Tuesday, March 16, 2010

Unblogging

Google Reader is more than just a feed reader. It's a cache and an archive: http://www.google.com/reader/atom/feed/FEED_URL?r=n&n=X displays the last X posts from FEED_URL even if FEED_URL itself does not contain all of its last X posts. If the author of FEED_URL deletes an old post it will not be removed from the cache. This is nothing strange, caching and archiving are part and parcel of the Internet.

However, there are a number of issues with this type of caching. Firstly, many authors try a number of "test" posts after creating a blog. If they check the posts in Google Reader, they become difficult to delete. Secondly, there is no indication when browsing Google Reader that a post may have been deleted and that the author no longer wishes the post to be public. Thirdly, there is no robots.txt mechanism to restrict caching. Fourthly, Google does not delete posts from the cache by request.

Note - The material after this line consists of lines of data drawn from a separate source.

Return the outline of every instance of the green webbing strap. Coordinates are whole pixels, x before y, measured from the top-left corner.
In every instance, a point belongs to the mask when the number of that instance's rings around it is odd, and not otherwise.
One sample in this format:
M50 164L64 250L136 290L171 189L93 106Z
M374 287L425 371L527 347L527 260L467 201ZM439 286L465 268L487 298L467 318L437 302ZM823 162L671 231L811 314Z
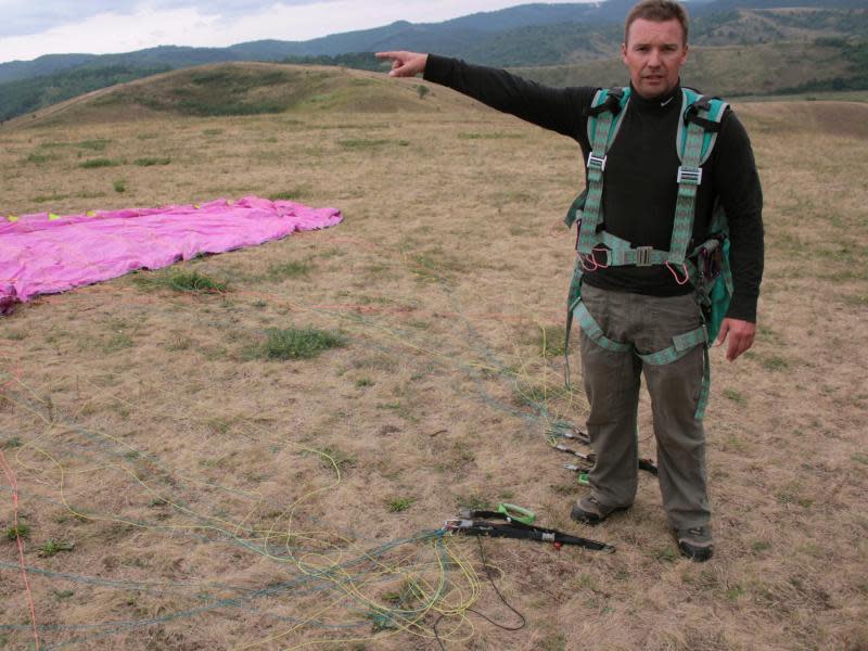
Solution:
M702 388L699 392L699 403L697 412L693 414L698 421L705 418L705 407L709 406L709 395L712 390L712 360L709 357L709 346L703 346L702 350Z
M668 261L680 265L687 257L687 246L693 234L693 215L697 205L697 189L702 182L702 142L705 131L695 123L687 126L687 139L678 169L678 199L675 203L675 221L669 242Z
M711 393L712 387L712 366L711 359L709 358L709 346L706 345L709 343L709 331L705 328L705 323L703 323L695 330L691 330L685 334L679 334L672 337L672 342L673 344L668 348L658 350L656 353L651 353L650 355L639 355L639 359L641 359L644 363L663 366L681 359L681 357L687 355L690 350L701 345L702 387L699 392L697 411L693 413L693 418L695 418L698 421L701 421L703 418L705 418L705 407L709 405L709 394Z
M593 105L604 100L604 93L598 91ZM611 111L604 111L592 119L592 133L590 135L591 153L588 156L588 188L585 207L582 210L582 227L578 231L578 253L589 255L597 242L597 227L602 216L603 200L603 169L605 167L605 152L610 143L610 132L615 116Z
M612 353L628 353L633 350L633 346L629 344L622 344L605 336L605 334L603 334L603 329L600 328L600 324L590 316L588 308L585 307L585 304L580 301L573 309L573 314L578 319L578 324L582 327L582 330L585 331L585 334L601 348Z
M582 257L576 256L576 266L573 270L573 280L570 282L570 293L566 296L566 332L563 335L563 378L566 390L573 391L573 381L570 378L570 331L573 329L573 309L582 299Z
M695 330L672 337L672 346L668 348L658 350L656 353L649 353L648 355L637 355L644 363L663 366L681 359L681 357L687 355L692 348L707 341L709 335L705 331L705 326L702 324Z

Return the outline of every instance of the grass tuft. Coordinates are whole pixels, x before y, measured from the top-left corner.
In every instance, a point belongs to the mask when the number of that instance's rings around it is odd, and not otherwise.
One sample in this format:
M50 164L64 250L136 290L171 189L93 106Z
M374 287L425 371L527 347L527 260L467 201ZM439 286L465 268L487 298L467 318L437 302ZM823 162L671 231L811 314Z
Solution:
M135 163L139 167L151 167L153 165L168 165L171 163L171 158L136 158Z
M8 540L17 540L18 538L26 540L29 537L30 527L26 524L18 524L17 526L11 526L7 529Z
M213 294L226 292L229 284L199 271L174 269L158 273L137 273L133 282L145 289L168 289L176 292Z
M267 334L258 355L265 359L309 359L329 348L346 345L340 334L315 328L271 328Z
M414 502L414 497L395 497L386 501L386 509L390 513L400 513L413 506Z
M92 169L94 167L117 167L120 161L113 161L112 158L88 158L81 163L85 169Z

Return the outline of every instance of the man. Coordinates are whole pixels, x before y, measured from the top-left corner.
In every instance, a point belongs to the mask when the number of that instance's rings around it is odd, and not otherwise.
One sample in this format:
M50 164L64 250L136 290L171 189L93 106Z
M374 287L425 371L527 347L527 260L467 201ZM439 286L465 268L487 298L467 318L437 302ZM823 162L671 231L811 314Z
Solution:
M605 156L601 199L608 233L633 247L664 250L674 239L680 166L676 133L681 114L680 71L688 56L684 8L671 0L644 0L629 12L622 59L630 95L620 130ZM574 138L587 161L587 126L595 88L548 88L505 71L414 52L383 52L392 76L424 74L499 111ZM599 161L598 161L599 163ZM586 164L587 176L587 164ZM735 114L723 116L711 157L697 187L692 239L706 240L715 206L727 214L733 295L716 345L727 344L732 361L751 347L763 270L762 190L748 135ZM636 253L636 252L633 252ZM705 472L705 435L698 405L702 395L704 345L672 363L644 363L673 337L702 329L697 294L672 265L585 266L580 303L615 350L598 345L583 329L582 368L590 403L587 421L597 462L590 495L572 518L598 524L633 505L637 487L637 411L640 375L651 395L663 507L681 553L712 557L711 508Z

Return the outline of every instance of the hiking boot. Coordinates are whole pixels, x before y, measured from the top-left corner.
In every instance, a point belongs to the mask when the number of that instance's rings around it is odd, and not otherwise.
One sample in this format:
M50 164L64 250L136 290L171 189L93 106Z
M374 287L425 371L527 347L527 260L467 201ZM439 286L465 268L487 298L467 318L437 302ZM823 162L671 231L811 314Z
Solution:
M712 528L707 525L677 529L675 537L678 539L678 550L681 556L689 558L691 561L704 563L714 553Z
M596 497L589 495L587 497L583 497L575 505L573 505L573 511L570 513L570 518L576 522L595 525L600 524L612 513L616 511L626 511L627 509L629 509L629 507L607 507Z

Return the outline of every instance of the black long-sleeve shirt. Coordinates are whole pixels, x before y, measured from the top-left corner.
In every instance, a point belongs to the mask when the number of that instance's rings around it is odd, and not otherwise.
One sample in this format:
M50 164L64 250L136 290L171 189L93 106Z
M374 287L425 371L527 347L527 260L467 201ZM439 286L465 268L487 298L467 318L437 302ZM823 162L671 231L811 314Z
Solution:
M587 161L591 150L587 110L597 88L547 87L506 71L435 54L429 55L424 78L573 138ZM646 100L634 92L608 154L602 199L605 230L634 246L669 247L680 165L676 150L680 93L680 87L676 87L665 97ZM715 202L719 201L729 221L735 286L727 316L755 321L763 277L763 192L748 133L731 111L724 116L714 151L702 167L688 251L706 239ZM585 174L587 181L587 169ZM586 273L584 282L653 296L692 291L689 285L679 285L663 266L600 268Z

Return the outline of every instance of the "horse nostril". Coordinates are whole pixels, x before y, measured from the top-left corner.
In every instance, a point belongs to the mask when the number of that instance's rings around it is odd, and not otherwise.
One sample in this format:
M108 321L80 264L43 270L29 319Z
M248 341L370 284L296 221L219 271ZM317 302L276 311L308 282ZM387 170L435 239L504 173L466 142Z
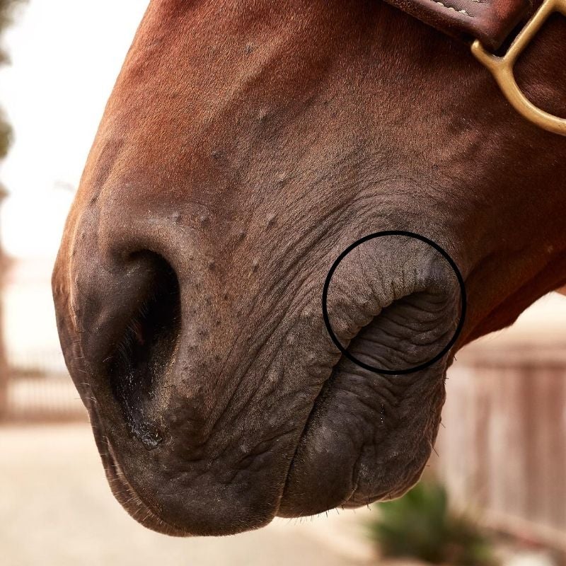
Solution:
M150 449L162 439L155 409L179 335L180 296L177 275L163 258L140 252L132 259L148 265L149 284L108 357L108 375L132 433Z

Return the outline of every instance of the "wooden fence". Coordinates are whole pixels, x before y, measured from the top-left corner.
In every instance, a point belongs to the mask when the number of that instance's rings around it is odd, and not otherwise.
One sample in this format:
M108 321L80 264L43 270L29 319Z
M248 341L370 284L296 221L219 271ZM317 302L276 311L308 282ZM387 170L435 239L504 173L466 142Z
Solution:
M460 506L566 550L566 343L457 358L434 466Z

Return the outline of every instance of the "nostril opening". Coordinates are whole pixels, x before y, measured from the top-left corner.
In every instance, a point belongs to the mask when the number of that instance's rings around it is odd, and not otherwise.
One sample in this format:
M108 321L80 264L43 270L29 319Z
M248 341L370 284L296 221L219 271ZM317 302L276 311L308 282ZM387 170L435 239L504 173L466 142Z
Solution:
M150 449L162 440L159 400L180 331L180 294L177 275L163 258L144 251L132 259L148 266L149 284L110 357L109 376L132 433Z

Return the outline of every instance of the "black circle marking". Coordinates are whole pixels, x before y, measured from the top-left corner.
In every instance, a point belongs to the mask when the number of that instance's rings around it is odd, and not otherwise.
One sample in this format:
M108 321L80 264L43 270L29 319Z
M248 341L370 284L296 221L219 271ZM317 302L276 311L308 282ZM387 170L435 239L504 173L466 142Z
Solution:
M460 307L460 319L458 321L458 325L456 326L456 330L454 331L454 334L452 337L450 339L450 341L446 344L446 346L438 353L436 356L433 358L429 359L428 362L424 362L422 364L420 364L418 366L415 366L415 367L408 368L407 369L383 369L382 368L374 367L374 366L370 366L369 364L365 364L364 362L362 362L361 360L358 359L355 356L353 356L350 354L346 348L345 348L342 344L340 344L340 340L336 337L336 335L334 333L334 330L332 328L330 325L330 318L328 318L328 310L327 307L326 302L328 299L328 287L330 284L330 280L332 279L332 276L334 275L334 272L336 271L336 268L340 265L340 262L355 248L357 248L358 246L364 243L364 242L368 241L369 240L373 240L376 238L382 238L386 236L405 236L408 238L414 238L417 240L420 240L420 241L424 242L424 243L427 243L429 246L431 246L434 248L447 262L449 265L452 268L454 273L456 274L456 279L458 279L458 283L460 286L460 298L461 298L461 307ZM466 299L466 284L464 284L463 278L462 277L462 274L460 272L460 270L458 269L458 266L456 265L456 262L450 257L443 248L439 246L436 242L432 241L432 240L429 240L428 238L425 238L424 236L421 236L420 234L415 233L415 232L408 232L404 230L386 230L382 232L374 232L374 233L368 234L367 236L364 236L363 238L361 238L359 240L357 240L354 243L349 246L335 260L334 263L333 263L332 267L328 272L328 275L326 276L326 279L324 282L324 287L323 287L323 318L324 318L324 323L326 326L326 330L328 331L328 334L330 335L330 338L332 338L332 341L336 345L338 350L351 362L353 362L357 365L359 366L360 367L364 368L364 369L368 369L370 371L373 371L374 374L381 374L384 375L403 375L406 374L412 374L415 371L420 371L422 369L424 369L427 368L429 366L432 366L435 362L438 362L449 350L454 345L456 341L458 340L458 337L460 335L460 333L462 331L462 328L464 325L464 320L466 318L466 305L467 305L467 299Z

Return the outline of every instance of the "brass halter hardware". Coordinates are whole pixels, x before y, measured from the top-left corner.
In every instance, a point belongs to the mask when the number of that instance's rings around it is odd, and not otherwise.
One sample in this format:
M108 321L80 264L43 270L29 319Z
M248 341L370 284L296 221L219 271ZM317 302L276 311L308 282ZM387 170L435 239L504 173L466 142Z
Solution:
M472 44L472 53L490 70L502 92L519 114L543 129L566 136L566 119L535 106L521 91L513 74L517 57L553 12L566 16L566 0L545 0L503 57L498 57L487 52L478 40Z

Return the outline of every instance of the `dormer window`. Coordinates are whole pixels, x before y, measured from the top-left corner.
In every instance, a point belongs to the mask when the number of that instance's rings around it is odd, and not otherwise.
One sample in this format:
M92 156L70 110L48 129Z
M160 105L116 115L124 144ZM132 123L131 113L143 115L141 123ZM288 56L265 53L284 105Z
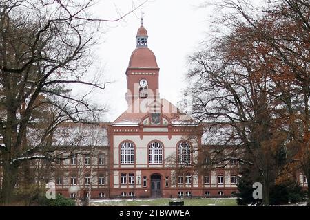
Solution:
M137 47L147 47L147 36L138 36L136 38Z
M140 94L141 98L147 98L147 96L149 96L148 92L147 92L147 88L143 88L143 87L140 88L139 94Z

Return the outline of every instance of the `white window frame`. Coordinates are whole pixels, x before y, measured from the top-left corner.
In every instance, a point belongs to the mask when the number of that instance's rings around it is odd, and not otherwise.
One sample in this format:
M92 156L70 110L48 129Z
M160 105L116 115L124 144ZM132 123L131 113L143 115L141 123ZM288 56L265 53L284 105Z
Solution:
M192 184L192 175L190 173L187 173L185 175L185 184L187 185Z
M90 155L87 155L84 156L84 165L91 165Z
M149 164L163 164L163 145L158 142L153 142L149 146Z
M167 176L165 179L165 186L169 187L169 177L168 176Z
M101 153L98 156L98 165L105 165L105 155Z
M183 176L178 176L178 184L180 185L183 184Z
M61 177L57 177L56 179L56 185L63 185L63 178Z
M99 185L105 185L105 176L100 176L98 178L98 184Z
M73 157L70 158L70 165L76 165L77 158L76 157Z
M126 192L121 192L121 197L125 197L125 196L127 196Z
M130 185L134 184L134 173L128 173L128 184L130 184Z
M191 145L187 142L181 142L178 145L178 162L179 164L191 162Z
M210 184L210 176L204 176L203 177L203 184L205 185Z
M70 185L76 186L77 185L77 178L76 177L70 177Z
M224 176L223 176L223 175L218 176L218 184L220 184L220 185L224 184Z
M238 184L237 176L231 176L231 184Z
M121 164L134 164L134 144L130 142L123 142L121 144Z
M90 177L84 177L84 185L90 185L91 180L92 179L90 178Z
M232 165L238 164L238 160L237 160L233 159L233 160L231 160L231 164Z
M146 176L143 176L143 187L147 186L147 177Z
M127 174L125 173L121 173L121 185L127 184Z
M134 192L128 192L128 196L132 197L134 197Z

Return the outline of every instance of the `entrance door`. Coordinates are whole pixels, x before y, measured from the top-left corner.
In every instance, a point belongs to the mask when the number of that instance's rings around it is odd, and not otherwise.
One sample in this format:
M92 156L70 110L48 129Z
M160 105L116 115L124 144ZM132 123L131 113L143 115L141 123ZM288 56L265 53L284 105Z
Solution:
M154 174L151 176L151 195L152 198L161 197L161 176Z

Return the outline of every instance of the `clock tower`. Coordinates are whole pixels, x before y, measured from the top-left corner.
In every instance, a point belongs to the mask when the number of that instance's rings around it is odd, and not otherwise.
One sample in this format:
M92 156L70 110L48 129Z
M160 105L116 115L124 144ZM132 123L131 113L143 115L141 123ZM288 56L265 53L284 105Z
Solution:
M147 46L147 32L143 19L136 38L136 48L130 56L126 70L128 106L141 99L159 98L159 67L154 54Z

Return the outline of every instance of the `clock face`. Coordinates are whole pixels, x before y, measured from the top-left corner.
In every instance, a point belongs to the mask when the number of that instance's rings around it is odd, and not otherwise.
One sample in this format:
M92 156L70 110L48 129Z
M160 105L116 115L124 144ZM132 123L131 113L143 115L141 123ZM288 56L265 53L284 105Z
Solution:
M147 80L143 78L142 80L140 80L140 86L142 87L145 87L147 86Z

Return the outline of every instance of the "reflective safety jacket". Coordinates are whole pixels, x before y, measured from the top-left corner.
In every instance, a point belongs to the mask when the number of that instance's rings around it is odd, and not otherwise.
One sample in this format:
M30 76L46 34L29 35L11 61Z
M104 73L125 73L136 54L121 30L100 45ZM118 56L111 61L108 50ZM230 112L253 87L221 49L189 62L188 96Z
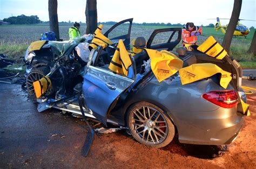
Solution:
M69 40L74 39L75 38L80 37L80 31L76 27L72 27L69 31Z
M188 23L187 23L186 26L183 26L182 28L182 38L183 40L183 43L196 45L197 37L196 35L191 35L191 33L196 33L197 32L199 32L200 34L202 34L202 28L201 27L198 27L197 26L194 26L194 29L191 30L188 30Z

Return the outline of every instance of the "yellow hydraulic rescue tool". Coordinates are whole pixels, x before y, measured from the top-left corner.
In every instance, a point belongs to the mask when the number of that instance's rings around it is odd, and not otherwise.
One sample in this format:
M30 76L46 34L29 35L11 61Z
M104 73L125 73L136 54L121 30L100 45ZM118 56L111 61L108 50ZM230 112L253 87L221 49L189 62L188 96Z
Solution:
M197 50L217 59L223 59L227 55L227 52L212 36L210 36Z
M223 71L213 64L196 64L184 67L179 71L182 84L190 83L220 73L220 84L226 89L232 79L231 73Z
M40 97L51 86L51 81L48 76L45 76L33 82L35 93L37 98Z
M102 46L103 48L105 48L107 46L113 44L113 43L110 39L102 33L102 27L103 27L103 25L102 24L99 25L94 32L93 34L95 37L89 45L89 49L90 50L92 48L96 50L99 45Z
M182 68L183 61L167 51L143 48L151 59L151 69L159 82L172 76Z
M128 75L128 69L132 60L122 39L119 40L109 68L112 71L125 76Z

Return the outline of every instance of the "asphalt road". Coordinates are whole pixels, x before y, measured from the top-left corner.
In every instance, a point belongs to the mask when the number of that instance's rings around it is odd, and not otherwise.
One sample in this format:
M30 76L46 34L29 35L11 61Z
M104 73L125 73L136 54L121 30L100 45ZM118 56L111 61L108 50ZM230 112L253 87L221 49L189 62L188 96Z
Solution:
M256 87L255 81L247 86ZM250 96L252 115L228 151L219 156L214 146L180 144L145 146L125 131L98 136L88 157L81 156L87 130L81 119L50 109L39 113L19 84L0 83L0 168L254 168L256 94Z

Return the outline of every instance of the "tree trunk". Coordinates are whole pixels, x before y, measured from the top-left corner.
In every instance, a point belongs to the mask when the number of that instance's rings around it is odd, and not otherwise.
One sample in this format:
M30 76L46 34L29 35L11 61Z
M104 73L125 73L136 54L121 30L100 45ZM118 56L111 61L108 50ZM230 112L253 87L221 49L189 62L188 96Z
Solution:
M98 26L97 0L86 0L85 17L86 18L86 34L93 34Z
M49 0L48 11L49 13L50 31L54 32L56 40L59 40L59 23L58 21L58 2L57 0Z
M256 30L254 31L252 43L251 43L251 46L248 50L248 52L252 53L254 56L256 56Z
M230 51L230 45L232 40L234 31L238 22L241 6L242 0L234 1L234 6L233 7L231 18L230 18L230 23L227 26L227 31L225 34L224 39L223 39L222 43L222 46L228 53Z

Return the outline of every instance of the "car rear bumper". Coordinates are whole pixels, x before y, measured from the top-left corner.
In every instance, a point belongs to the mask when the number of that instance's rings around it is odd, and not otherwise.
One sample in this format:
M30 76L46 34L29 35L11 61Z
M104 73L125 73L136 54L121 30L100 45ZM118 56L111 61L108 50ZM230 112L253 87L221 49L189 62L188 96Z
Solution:
M200 112L191 112L190 120L183 121L177 125L179 142L204 145L228 144L232 142L241 131L244 115L227 109L220 109L204 112L205 116L200 116ZM222 112L223 115L220 116L221 110L226 112Z

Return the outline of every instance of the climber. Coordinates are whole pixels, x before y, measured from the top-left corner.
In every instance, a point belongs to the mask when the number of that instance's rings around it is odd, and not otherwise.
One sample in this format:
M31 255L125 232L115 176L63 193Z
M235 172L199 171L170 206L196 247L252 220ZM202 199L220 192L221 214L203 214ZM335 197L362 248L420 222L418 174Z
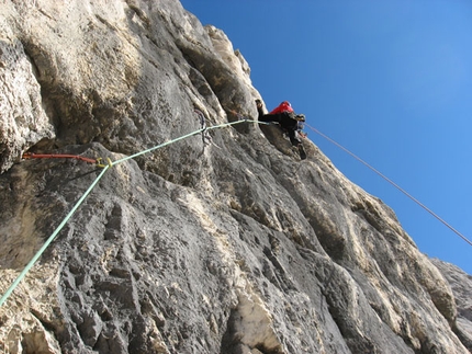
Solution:
M288 101L283 101L269 114L263 113L262 102L260 100L256 100L256 106L259 113L259 121L278 123L280 127L289 134L290 142L299 150L300 158L302 160L306 159L306 152L299 133L300 124L305 122L305 116L303 114L295 114L292 105Z

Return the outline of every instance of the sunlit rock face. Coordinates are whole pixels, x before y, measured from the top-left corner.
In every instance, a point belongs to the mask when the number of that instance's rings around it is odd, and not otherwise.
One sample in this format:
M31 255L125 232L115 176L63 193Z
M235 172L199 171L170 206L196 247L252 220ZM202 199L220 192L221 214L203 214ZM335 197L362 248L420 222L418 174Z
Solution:
M469 353L470 276L310 140L300 161L245 122L113 164L198 132L195 110L256 118L222 31L176 0L27 0L0 35L2 294L103 171L22 153L112 162L0 307L3 352Z

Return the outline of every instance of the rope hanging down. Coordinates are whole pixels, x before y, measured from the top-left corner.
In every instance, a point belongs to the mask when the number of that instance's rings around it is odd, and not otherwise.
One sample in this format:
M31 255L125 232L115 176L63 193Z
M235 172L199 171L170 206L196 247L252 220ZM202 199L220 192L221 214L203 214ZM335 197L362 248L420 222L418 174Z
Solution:
M11 293L13 293L13 290L16 288L16 286L20 284L20 282L23 279L23 277L26 275L27 272L30 272L30 270L33 267L33 265L36 263L36 261L40 259L40 256L44 253L44 251L47 249L47 247L54 241L54 239L56 238L56 236L60 232L60 230L64 228L64 226L67 224L67 221L69 221L69 219L72 217L72 215L76 213L76 210L79 208L79 206L83 203L83 201L86 199L86 197L92 192L93 187L97 185L97 183L100 181L100 179L104 175L104 173L112 168L114 164L119 164L122 162L125 162L127 160L134 159L138 156L145 155L147 152L154 151L156 149L162 148L165 146L171 145L173 142L183 140L188 137L204 133L206 130L212 130L212 129L217 129L217 128L223 128L223 127L227 127L231 125L236 125L236 124L240 124L240 123L259 123L258 121L250 121L250 119L243 119L243 121L235 121L235 122L231 122L231 123L224 123L224 124L220 124L220 125L215 125L215 126L211 126L207 127L206 125L204 127L202 127L201 129L198 129L195 132L189 133L187 135L183 135L179 138L166 141L164 144L157 145L153 148L136 152L132 156L127 156L125 158L122 158L120 160L116 161L111 161L110 159L108 160L108 164L98 164L100 167L103 168L102 172L99 174L99 176L93 181L93 183L89 186L89 189L83 193L83 195L80 197L80 199L76 203L76 205L72 207L72 209L69 212L69 214L67 214L67 216L64 218L64 220L59 224L59 226L54 230L54 232L49 236L49 238L46 240L46 242L43 244L43 247L36 252L36 254L33 256L33 259L30 261L30 263L27 263L27 265L24 267L24 270L20 273L20 275L16 277L16 279L13 282L13 284L7 289L7 292L3 294L3 296L0 298L0 306L2 306L7 299L10 297ZM262 122L260 122L262 123ZM38 156L37 155L30 155L25 158L35 158ZM46 156L44 156L45 158ZM90 162L90 163L98 163L100 160L93 160L93 159L88 159L88 158L82 158L82 157L78 157L78 156L64 156L64 155L48 155L47 158L72 158L72 159L79 159L86 162Z
M402 189L398 184L396 184L395 182L393 182L391 179L389 179L386 175L384 175L383 173L381 173L379 170L374 169L373 167L371 167L369 163L367 163L364 160L362 160L361 158L359 158L357 155L352 153L351 151L349 151L348 149L346 149L342 145L336 142L335 140L333 140L330 137L324 135L322 132L319 132L318 129L315 129L314 127L305 124L310 129L312 129L313 132L315 132L316 134L321 135L322 137L324 137L326 140L333 142L334 145L336 145L338 148L340 148L341 150L344 150L345 152L349 153L351 157L353 157L356 160L358 160L359 162L361 162L362 164L367 165L370 170L372 170L373 172L375 172L377 174L379 174L382 179L384 179L386 182L389 182L390 184L392 184L395 189L397 189L400 192L402 192L403 194L405 194L408 198L411 198L413 202L415 202L416 204L418 204L422 208L424 208L426 212L428 212L430 215L432 215L436 219L438 219L439 221L441 221L443 225L446 225L452 232L454 232L456 235L458 235L461 239L463 239L465 242L468 242L470 245L472 245L472 241L469 240L465 236L463 236L461 232L459 232L457 229L454 229L450 224L448 224L445 219L442 219L439 215L437 215L435 212L432 212L430 208L428 208L426 205L424 205L422 202L419 202L417 198L415 198L413 195L411 195L408 192L406 192L404 189Z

In Google's own words: "Reader caches all entries in your feed as your feed most likely only contains your most recent entries. Unfortunately, there isn't a way for Reader to tell which items have been deliberately removed from your site as opposed to having just fallen off the end of your feed. You can create a blank item with the same GUID tag as the original item to at least remove the content from Reader and other feed readers. Contact your blogging software provider for more help with this issue."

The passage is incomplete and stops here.